Un video di quarant’anni fa, pubblicato su YouTube, riporta alla memoria un’immagine che, a distanza di decenni, assume un significato tutt’altro che nostalgico. È quella della strada provinciale Mezzina, percorsa in auto da un uomo con una telecamera diretta verso Cossignano. A rivederla oggi, la sorpresa di un residente è stata soprattutto una: quell’asfalto che ricorda di aver visto da ragazzino sarebbe, nella sua memoria, l’ultima asfaltatura completa della strada.

 

A raccontarlo è Adelmarco Vagnoni, 53 anni, che ha deciso di scrivere direttamente alla Provincia di Ascoli Piceno, indirizzando la sua segnalazione al Settore III – Infrastrutture e Servizi.

Buche lungo la Mezzina

 

«Volete sapere qual è stato il mio stupore? È stata la prima e l’unica volta che ho visto fare l’asfaltatura in questa strada», scrive Vagnoni, ricordando quando, ancora ragazzino, percorreva la Mezzina in bicicletta per raggiungere il paese.

 

Da quel momento, secondo il residente, sarebbero passati decenni senza che la strada abbia più conosciuto un intervento complessivo di rifacimento dell’asfalto. Una situazione che, sostiene, non riguarderebbe soltanto quel tratto, ma più in generale la viabilità delle aree interne del Piceno.

 

«Le nostre strade del Piceno, soprattutto all’interno, sono veramente un disastro e fanno pena e vergogna, adesso con i turisti poi», è la considerazione contenuta nella lettera. Ma il problema, sottolinea Vagnoni, non è soltanto legato all’immagine che il territorio offre a chi arriva da fuori.

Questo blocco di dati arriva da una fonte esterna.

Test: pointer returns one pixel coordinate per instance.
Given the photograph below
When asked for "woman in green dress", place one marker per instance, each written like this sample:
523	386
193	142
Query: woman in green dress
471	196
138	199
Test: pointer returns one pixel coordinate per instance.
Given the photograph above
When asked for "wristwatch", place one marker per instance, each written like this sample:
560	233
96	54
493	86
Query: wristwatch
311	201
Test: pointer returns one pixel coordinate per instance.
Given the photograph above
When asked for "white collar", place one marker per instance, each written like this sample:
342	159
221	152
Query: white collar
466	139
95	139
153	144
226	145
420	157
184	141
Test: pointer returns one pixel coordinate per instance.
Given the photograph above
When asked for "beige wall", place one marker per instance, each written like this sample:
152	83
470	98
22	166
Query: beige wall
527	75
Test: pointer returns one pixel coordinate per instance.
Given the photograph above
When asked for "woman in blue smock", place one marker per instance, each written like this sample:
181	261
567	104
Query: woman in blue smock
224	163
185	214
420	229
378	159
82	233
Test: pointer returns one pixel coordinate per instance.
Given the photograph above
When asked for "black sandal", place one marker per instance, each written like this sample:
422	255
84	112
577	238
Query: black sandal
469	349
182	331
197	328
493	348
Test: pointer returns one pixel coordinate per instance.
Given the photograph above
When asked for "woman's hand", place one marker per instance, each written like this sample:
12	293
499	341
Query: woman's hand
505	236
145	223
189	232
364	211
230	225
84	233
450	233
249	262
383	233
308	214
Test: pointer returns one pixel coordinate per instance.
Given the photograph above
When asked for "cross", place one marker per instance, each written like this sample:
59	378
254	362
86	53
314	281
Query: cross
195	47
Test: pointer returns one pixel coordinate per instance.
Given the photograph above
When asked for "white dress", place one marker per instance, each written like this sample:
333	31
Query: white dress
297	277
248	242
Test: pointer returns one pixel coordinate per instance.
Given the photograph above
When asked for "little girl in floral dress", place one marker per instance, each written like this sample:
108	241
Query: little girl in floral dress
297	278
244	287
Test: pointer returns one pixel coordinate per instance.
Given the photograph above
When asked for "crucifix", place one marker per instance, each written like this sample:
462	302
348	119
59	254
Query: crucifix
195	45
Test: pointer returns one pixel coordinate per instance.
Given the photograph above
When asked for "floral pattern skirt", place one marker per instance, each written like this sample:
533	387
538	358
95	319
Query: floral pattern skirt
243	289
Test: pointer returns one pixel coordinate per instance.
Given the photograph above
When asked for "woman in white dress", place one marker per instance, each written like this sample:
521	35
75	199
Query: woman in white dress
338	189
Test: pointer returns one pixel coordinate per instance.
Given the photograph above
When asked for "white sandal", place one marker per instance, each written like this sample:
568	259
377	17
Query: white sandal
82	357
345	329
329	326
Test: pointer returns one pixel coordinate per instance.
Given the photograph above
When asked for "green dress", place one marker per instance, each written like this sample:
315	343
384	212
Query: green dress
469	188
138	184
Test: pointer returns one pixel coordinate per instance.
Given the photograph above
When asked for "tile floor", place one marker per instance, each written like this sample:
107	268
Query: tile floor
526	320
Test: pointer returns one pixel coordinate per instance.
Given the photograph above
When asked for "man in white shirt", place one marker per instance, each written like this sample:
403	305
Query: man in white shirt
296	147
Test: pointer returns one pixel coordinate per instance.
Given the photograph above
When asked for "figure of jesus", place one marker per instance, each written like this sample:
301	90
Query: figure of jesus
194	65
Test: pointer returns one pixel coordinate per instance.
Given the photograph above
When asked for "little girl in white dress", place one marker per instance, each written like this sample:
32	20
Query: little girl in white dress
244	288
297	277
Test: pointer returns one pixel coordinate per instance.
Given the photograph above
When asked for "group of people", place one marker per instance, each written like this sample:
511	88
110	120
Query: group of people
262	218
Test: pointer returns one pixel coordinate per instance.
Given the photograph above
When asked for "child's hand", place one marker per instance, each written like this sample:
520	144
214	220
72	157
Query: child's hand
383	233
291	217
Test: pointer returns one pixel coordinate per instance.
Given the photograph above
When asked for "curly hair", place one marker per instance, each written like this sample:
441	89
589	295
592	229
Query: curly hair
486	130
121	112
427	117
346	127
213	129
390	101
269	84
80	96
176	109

È soprattutto una questione quotidiana per chi in quei territori vive.

 

«Si percepisce l’abbandono», scrive, chiedendo maggiore attenzione e cura per una rete viaria che, a suo giudizio, dovrebbe garantire «sicurezza, decoro e dignità alle persone e ai paesi da cui vengono attraversate».

 

Nel mirino finiscono soprattutto le condizioni del manto stradale: «Buche enormi, asfalto crepato, dislivelli tra una carreggiata e un’altra che fanno paura». E ancora, la critica agli interventi che, secondo il residente, si limiterebbero a «qualche rappezzatura fatta al volo», senza affrontare in maniera strutturale le criticità.

 

Parole dure, accompagnate però da una richiesta precisa: capire perché, di fronte a una situazione che il cittadino considera ormai evidente da anni, non vengano programmati interventi più consistenti.

 

«Non capisco perché non si faccia nessun tipo di intervento, mi senti avvilito», scrive Vagnoni, arrivando a paragonare le condizioni della viabilità a quelle di «un paese del terzo mondo».

 

La sua lettera si conclude con una domanda rivolta direttamente alla Provincia e alla responsabile della viabilità: «Non le è mai capitato di vedere tutto ciò?». Un interrogativo che diventa anche una richiesta di attenzione per le strade dell’entroterra, dove la qualità della viabilità rappresenta un elemento tutt’altro che secondario per residenti, lavoratori e turisti.

 

«Le nostre strade non sono più sicure», conclude il cittadino, chiedendo educatamente una risposta e, soprattutto, che la sua segnalazione possa contribuire a riportare l’attenzione sulla manutenzione della viabilità provinciale.